Mitchell v. Owen

Per Curiam.

(After stating the foregoing facts.) One of the grounds of the motion for a new trial in this case alleges that the court erred in the following instructions to the jury: “If, at any *650time before the plaintiff was required by the terms of the contract to make a deed upon a receipt of balance of the purchase-money due, the plaintiff had determined in his own mind and declared his purpose not to make a deed to this land, and this was communicated to the defendant, and he believed it to be the act or attitude of the plaintiff with reference to the contract, this would relieve him from the necessity of making a tender of payment, but whether this be true or not is a question of fact and is for you to determine, and is not for the court. You take the evidence and all the facts and circumstances that appear in proof, if they do appear, .and you will say whether the plaintiff in good faith intended to live up to his contract and perform the obligations to it, or whether he repudiated it and declared that he had repudiated [it], and whether or not this was communicated to the defendant and he believed and acted on it.” It is insisted that this portion of the charge is error “for the reason that there was no evidence in the case to authorize such a charge, and that there was no evidence in the case that the defendant acted upon such information, but the contrary appears.”

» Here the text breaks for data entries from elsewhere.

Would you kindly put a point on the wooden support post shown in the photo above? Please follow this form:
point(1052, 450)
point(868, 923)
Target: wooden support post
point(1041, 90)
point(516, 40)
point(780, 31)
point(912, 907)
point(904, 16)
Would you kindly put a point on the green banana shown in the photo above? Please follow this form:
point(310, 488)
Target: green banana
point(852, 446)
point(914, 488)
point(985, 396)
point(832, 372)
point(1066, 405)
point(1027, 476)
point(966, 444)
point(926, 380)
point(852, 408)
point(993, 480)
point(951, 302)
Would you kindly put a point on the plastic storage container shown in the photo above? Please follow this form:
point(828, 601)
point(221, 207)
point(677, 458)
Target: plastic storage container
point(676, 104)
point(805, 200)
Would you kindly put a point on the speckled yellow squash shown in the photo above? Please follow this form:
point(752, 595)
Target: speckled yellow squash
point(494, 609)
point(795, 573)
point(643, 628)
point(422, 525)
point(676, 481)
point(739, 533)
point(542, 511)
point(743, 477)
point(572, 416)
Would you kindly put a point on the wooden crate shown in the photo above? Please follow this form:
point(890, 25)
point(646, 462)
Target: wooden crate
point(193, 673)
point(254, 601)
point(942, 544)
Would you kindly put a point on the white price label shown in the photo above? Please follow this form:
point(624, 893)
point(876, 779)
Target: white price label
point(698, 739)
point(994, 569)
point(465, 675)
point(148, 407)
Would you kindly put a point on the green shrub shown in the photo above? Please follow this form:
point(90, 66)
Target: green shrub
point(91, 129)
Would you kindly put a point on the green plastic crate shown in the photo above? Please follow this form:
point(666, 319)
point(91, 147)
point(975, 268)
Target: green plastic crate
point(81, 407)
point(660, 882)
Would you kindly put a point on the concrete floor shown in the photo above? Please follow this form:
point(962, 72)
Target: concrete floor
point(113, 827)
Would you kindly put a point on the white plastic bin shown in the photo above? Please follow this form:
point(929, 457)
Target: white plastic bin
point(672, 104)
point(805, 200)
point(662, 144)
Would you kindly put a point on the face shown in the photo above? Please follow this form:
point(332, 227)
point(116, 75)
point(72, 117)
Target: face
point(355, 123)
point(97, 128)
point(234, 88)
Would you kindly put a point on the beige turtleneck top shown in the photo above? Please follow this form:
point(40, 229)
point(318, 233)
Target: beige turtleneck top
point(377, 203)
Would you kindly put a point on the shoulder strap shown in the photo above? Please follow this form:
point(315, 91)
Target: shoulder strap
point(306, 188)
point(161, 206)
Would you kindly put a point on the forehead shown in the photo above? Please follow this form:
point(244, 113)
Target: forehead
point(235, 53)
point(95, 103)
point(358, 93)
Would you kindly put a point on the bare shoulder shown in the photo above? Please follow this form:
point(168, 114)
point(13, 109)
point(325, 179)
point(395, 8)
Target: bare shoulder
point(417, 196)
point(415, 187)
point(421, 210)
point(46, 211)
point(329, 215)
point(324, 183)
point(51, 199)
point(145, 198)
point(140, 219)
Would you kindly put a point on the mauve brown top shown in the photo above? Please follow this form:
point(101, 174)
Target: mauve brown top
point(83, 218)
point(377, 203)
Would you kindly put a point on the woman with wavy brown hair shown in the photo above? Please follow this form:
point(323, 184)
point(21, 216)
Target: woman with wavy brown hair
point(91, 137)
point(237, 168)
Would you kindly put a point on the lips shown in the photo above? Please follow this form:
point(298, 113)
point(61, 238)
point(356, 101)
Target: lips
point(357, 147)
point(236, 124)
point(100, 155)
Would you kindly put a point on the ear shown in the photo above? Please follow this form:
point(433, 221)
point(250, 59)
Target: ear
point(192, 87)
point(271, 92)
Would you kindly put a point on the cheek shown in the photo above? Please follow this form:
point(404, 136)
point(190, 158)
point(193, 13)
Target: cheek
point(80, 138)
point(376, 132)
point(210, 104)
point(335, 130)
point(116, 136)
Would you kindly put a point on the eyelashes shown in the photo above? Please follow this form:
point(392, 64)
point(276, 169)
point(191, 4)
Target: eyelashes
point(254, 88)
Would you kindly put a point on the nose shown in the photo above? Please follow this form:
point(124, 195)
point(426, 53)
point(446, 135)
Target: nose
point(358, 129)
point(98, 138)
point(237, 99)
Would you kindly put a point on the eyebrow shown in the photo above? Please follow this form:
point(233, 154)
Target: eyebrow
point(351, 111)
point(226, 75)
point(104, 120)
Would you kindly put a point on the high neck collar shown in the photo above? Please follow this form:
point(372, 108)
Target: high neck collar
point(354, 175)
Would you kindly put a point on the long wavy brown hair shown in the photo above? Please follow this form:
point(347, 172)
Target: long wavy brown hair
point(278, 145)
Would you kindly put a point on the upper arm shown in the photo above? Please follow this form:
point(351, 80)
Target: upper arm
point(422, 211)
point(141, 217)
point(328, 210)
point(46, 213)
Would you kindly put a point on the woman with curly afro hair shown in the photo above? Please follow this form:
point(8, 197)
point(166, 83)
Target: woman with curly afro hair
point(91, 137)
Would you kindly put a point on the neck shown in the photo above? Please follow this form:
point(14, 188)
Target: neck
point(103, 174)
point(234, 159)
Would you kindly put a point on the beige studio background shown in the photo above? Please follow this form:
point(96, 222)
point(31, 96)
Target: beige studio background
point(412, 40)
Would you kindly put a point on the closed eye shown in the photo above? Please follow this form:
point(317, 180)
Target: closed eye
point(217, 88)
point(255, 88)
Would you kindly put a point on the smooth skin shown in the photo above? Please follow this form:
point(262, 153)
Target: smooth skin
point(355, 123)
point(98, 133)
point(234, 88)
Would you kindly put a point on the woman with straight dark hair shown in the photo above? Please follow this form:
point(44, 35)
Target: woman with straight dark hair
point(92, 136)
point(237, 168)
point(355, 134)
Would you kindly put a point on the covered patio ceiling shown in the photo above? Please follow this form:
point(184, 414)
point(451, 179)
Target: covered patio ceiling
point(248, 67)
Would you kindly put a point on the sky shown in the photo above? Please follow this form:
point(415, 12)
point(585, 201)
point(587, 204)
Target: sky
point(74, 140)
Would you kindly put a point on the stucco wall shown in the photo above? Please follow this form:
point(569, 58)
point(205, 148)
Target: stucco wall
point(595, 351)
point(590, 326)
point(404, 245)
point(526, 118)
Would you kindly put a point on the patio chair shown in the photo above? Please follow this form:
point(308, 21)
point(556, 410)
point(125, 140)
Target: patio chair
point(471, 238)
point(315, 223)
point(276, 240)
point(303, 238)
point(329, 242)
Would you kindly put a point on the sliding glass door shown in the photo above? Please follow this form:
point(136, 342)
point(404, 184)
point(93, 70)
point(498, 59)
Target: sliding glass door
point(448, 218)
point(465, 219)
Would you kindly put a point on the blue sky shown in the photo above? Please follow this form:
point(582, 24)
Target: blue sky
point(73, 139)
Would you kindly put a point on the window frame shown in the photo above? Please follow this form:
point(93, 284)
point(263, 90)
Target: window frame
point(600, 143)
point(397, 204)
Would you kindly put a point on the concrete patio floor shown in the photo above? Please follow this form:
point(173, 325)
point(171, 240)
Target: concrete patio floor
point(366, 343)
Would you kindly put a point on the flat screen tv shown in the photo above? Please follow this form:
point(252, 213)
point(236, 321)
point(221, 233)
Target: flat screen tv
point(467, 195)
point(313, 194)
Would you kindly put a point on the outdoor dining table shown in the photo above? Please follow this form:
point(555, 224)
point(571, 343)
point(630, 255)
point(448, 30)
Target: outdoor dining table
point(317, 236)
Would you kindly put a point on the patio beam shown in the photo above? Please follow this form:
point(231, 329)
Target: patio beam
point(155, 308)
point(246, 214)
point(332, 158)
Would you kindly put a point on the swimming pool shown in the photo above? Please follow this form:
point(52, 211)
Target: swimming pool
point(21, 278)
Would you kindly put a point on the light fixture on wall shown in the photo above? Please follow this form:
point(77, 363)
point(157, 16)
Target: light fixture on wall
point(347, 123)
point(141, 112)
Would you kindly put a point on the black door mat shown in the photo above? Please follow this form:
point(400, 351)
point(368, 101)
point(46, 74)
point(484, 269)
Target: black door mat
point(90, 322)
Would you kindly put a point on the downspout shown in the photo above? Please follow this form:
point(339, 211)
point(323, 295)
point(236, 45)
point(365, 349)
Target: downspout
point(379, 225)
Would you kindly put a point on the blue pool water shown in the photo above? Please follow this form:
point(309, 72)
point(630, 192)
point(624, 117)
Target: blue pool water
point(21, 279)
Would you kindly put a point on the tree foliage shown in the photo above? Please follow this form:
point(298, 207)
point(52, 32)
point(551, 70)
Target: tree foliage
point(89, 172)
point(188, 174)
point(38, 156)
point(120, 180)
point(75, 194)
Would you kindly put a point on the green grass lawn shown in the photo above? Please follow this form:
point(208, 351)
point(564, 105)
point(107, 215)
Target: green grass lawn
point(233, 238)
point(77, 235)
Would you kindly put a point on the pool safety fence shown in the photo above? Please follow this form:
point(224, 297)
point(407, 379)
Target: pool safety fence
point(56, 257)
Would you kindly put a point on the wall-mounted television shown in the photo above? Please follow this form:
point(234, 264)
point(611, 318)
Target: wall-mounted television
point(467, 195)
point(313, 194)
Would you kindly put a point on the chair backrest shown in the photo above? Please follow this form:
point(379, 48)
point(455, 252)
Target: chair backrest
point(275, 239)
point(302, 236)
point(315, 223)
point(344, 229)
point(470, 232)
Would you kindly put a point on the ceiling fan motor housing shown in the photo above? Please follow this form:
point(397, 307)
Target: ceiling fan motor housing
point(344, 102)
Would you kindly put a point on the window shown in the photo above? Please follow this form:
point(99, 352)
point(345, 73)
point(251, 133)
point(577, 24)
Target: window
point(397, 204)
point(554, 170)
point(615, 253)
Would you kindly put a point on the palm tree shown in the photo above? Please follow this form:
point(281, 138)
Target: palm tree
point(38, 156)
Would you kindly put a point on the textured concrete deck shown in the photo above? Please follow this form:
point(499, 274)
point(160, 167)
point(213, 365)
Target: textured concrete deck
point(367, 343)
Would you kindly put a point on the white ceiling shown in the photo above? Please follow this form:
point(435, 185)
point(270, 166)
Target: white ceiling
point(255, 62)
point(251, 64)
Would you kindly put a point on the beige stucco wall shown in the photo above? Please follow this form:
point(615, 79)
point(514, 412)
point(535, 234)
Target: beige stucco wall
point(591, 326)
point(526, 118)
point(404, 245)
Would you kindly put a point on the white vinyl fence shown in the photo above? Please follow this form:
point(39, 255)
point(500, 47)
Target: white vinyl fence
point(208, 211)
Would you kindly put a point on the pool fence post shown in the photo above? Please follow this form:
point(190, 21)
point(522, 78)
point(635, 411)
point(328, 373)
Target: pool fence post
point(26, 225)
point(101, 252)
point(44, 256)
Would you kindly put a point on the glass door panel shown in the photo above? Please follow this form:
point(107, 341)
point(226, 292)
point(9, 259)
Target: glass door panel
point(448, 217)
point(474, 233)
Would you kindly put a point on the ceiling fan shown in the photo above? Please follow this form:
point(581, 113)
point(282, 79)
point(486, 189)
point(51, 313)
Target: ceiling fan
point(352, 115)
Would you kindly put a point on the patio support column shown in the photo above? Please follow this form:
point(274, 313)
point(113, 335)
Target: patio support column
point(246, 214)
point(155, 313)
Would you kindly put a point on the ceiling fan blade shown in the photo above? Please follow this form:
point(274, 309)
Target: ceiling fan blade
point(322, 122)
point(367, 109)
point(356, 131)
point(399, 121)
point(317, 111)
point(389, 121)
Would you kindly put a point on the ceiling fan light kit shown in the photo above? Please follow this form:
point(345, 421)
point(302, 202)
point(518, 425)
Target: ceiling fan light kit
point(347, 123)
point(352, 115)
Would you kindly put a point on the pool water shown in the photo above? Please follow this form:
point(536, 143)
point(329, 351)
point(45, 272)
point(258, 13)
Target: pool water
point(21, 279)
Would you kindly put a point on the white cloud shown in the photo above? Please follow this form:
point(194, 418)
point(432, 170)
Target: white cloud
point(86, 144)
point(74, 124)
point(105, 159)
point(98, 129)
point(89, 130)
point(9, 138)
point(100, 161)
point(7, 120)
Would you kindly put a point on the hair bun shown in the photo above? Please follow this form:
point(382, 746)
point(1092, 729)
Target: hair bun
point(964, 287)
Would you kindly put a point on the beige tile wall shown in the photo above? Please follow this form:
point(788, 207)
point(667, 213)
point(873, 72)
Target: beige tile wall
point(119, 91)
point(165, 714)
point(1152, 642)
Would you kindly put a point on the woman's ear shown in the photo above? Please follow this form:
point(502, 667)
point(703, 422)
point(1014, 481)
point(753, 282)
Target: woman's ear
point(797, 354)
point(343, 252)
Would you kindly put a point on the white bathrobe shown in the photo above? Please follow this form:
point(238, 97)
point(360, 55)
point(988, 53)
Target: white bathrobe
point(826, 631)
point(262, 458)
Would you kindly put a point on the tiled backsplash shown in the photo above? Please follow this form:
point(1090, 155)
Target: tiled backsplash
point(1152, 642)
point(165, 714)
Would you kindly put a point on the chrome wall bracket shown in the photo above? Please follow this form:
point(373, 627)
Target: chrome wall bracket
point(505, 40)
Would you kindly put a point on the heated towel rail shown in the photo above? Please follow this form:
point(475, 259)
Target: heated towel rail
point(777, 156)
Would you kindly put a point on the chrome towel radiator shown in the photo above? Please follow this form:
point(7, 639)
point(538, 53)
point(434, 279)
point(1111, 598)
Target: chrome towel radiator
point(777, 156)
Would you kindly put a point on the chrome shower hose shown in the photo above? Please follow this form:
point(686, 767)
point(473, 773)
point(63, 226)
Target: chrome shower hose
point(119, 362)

Conceding that the last part of this charge, viz., “and he believed and acted on it,” was error, it was not prejudicial to the plaintiff. On the contrary, it was favorable to him. Under repeated decisions of the Supreme Court and of this court a tender is waived when the party to whom it is to be made makes any statement which amounts to a repudiation of the contract, and it is not necessary for the other party to show that he “believed and acted upon it.” Biggers v. Pace, 5 Ga. 171 (2), 175 (2); Hunt v. Formby’s, 43 Ga. 80 (2); Arnold v. Empire Insurance Co., 3 Ga. App. 685 (5) (60 S. E. 470); Blount v. Lynch, 24 Ga. App. 217 (2) (100 S. E. 644).

None of the other special grounds of the motion for a new trial requires a reversal of the judgment below. Some of these grounds are too defective to be considered by this court, and the others are without substantial merit.

The verdict was authorized by the evidence, and the overruling of the motion for a new trial' was not error.

Judgment affirmed.

Broyles, G. J., and Lulce, J., concur. Blood-worth, J., dissents.